“我妈91岁了,一辈子在玄石矿上兢兢业业,90岁才敢退休,刚退休就病了,他们连老人家的氧气管都拔了啊!”
“老婆和女儿的电话都打不通了,我女儿才16岁,是班里成绩最好的那个,老师都说她有可能考上【师】的啊!”
“这帮人下手太狠了,说好了就算事情败露也只要我一个人去顶罪,他们要杀我全家,杀我全家啊!!!”
他拍打着桌子嘶吼着,然后又趴在桌面上哭到痉挛。
“大哥……大哥你先别哭。”旁边一个警员自己也慌了神,“知道是谁要杀你全家不?是你们所长还是?”
他说着,看了眼隔壁房间,陆崖说自己的所长正在隔壁房间接受审讯,既然所长也被抓了,应该没空下令杀人灭口吧?
“所长?我们没有所长啊!”师兄趴在桌面上,有气无力,痛不欲生地回答。
“没有所长?兄弟你哪个单位的,也是因为审讯陆崖被抓的吗?”另一个警员问出了一个关键问题。
“审讯陆崖?”师兄瞪大眼睛,“当然不是,我一个狱警怎么审讯陆崖?我只是接到任务要让几个犯人今天暴毙,没想到还没动手就被警务司的人抓了。

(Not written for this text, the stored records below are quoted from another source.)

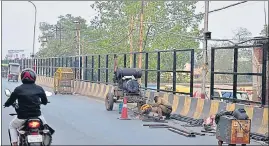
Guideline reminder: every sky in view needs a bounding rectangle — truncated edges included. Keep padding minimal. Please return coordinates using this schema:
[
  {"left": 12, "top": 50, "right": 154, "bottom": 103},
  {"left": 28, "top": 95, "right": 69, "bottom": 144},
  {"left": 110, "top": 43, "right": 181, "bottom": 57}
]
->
[{"left": 2, "top": 1, "right": 268, "bottom": 57}]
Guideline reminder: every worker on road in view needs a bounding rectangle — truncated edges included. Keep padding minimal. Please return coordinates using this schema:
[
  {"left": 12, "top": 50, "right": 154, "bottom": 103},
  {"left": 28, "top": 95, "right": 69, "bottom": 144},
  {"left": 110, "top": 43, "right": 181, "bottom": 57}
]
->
[
  {"left": 141, "top": 96, "right": 172, "bottom": 119},
  {"left": 151, "top": 96, "right": 172, "bottom": 119}
]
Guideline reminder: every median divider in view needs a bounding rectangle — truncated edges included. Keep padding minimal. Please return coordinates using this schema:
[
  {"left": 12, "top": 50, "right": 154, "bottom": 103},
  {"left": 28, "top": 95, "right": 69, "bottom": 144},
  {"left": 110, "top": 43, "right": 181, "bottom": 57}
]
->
[{"left": 37, "top": 76, "right": 268, "bottom": 134}]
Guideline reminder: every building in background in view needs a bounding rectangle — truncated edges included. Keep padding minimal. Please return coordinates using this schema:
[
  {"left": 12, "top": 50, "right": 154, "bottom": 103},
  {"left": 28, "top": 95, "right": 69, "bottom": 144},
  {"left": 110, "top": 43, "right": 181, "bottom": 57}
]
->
[{"left": 5, "top": 50, "right": 26, "bottom": 60}]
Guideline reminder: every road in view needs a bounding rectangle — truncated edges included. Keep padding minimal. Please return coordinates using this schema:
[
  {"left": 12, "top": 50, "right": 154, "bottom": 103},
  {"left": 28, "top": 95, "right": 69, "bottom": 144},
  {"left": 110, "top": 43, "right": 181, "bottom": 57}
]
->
[{"left": 2, "top": 79, "right": 262, "bottom": 145}]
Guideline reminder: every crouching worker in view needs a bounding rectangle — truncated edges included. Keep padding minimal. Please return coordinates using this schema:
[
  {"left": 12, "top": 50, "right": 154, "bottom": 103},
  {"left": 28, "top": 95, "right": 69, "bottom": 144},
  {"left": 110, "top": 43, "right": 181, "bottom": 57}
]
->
[{"left": 151, "top": 96, "right": 172, "bottom": 119}]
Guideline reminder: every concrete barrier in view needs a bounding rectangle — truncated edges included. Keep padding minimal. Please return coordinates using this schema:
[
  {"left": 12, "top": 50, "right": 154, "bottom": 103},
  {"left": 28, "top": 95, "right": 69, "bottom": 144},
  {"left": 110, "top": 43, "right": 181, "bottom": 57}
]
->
[{"left": 37, "top": 76, "right": 268, "bottom": 134}]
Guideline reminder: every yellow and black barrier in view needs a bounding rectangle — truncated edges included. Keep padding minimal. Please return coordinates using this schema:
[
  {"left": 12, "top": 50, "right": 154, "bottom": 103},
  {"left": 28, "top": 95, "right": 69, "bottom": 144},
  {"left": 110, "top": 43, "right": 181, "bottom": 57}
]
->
[{"left": 37, "top": 76, "right": 268, "bottom": 134}]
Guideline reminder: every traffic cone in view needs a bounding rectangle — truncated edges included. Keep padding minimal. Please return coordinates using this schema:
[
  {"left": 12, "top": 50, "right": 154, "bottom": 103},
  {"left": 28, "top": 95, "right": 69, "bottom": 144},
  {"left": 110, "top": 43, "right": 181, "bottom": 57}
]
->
[{"left": 120, "top": 97, "right": 130, "bottom": 120}]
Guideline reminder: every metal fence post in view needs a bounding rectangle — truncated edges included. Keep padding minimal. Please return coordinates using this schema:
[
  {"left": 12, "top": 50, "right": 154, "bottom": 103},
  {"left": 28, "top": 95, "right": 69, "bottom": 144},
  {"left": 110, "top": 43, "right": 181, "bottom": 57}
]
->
[
  {"left": 79, "top": 56, "right": 83, "bottom": 80},
  {"left": 157, "top": 52, "right": 161, "bottom": 92},
  {"left": 233, "top": 45, "right": 238, "bottom": 99},
  {"left": 92, "top": 56, "right": 94, "bottom": 81},
  {"left": 190, "top": 49, "right": 194, "bottom": 97},
  {"left": 210, "top": 48, "right": 215, "bottom": 100},
  {"left": 65, "top": 57, "right": 69, "bottom": 67},
  {"left": 173, "top": 50, "right": 177, "bottom": 94},
  {"left": 84, "top": 56, "right": 88, "bottom": 80},
  {"left": 261, "top": 42, "right": 269, "bottom": 105},
  {"left": 72, "top": 57, "right": 78, "bottom": 79},
  {"left": 123, "top": 54, "right": 126, "bottom": 68},
  {"left": 145, "top": 53, "right": 149, "bottom": 88},
  {"left": 106, "top": 55, "right": 108, "bottom": 84},
  {"left": 133, "top": 53, "right": 136, "bottom": 68},
  {"left": 97, "top": 55, "right": 101, "bottom": 82}
]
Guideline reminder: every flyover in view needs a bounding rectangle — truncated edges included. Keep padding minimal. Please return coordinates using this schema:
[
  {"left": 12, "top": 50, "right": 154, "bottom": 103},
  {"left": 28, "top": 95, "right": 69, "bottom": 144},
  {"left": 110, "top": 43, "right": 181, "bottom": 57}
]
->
[{"left": 1, "top": 78, "right": 266, "bottom": 145}]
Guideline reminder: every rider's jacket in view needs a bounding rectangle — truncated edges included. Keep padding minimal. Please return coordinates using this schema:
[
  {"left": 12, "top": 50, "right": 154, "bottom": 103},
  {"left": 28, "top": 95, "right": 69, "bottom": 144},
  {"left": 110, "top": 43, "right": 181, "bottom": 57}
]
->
[{"left": 5, "top": 84, "right": 48, "bottom": 119}]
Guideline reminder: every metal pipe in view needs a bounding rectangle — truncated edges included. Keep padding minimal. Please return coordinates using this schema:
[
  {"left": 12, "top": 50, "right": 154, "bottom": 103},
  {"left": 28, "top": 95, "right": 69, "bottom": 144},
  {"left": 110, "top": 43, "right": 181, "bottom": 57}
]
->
[{"left": 28, "top": 1, "right": 37, "bottom": 67}]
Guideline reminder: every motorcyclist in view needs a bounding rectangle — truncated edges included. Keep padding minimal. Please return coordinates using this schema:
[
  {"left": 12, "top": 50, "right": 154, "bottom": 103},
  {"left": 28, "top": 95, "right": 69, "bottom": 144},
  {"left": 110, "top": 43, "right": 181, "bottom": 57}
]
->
[
  {"left": 4, "top": 68, "right": 48, "bottom": 146},
  {"left": 151, "top": 96, "right": 172, "bottom": 119}
]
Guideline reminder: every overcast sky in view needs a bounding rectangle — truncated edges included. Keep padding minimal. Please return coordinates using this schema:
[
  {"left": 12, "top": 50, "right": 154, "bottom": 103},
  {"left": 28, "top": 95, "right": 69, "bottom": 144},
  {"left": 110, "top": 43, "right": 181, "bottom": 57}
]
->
[{"left": 2, "top": 1, "right": 268, "bottom": 57}]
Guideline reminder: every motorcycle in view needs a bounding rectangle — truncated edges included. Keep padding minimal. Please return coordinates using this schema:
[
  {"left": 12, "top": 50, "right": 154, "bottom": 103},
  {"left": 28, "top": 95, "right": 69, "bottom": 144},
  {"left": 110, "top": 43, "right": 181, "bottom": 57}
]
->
[{"left": 5, "top": 89, "right": 55, "bottom": 146}]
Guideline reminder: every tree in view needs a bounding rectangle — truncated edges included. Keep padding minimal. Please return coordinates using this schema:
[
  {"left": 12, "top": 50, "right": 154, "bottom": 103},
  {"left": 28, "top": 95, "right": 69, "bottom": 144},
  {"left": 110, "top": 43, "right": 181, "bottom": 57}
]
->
[
  {"left": 260, "top": 24, "right": 269, "bottom": 36},
  {"left": 210, "top": 27, "right": 252, "bottom": 82},
  {"left": 39, "top": 0, "right": 202, "bottom": 81}
]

”
“你要杀谁?”一直沉默的韩路忽然低声问了句。
“我不知道!我只知道他们给我两个编号!一个编号87630,一个编号87631,只给了我两个牢房号,四个年轻人照片。”师兄喊着,两步冲到门口用力敲打着房门,“我进来之前都交代了,我进来之前已经全部交代了,你们让我看一眼老婆孩子啊!就看一眼好不好?!”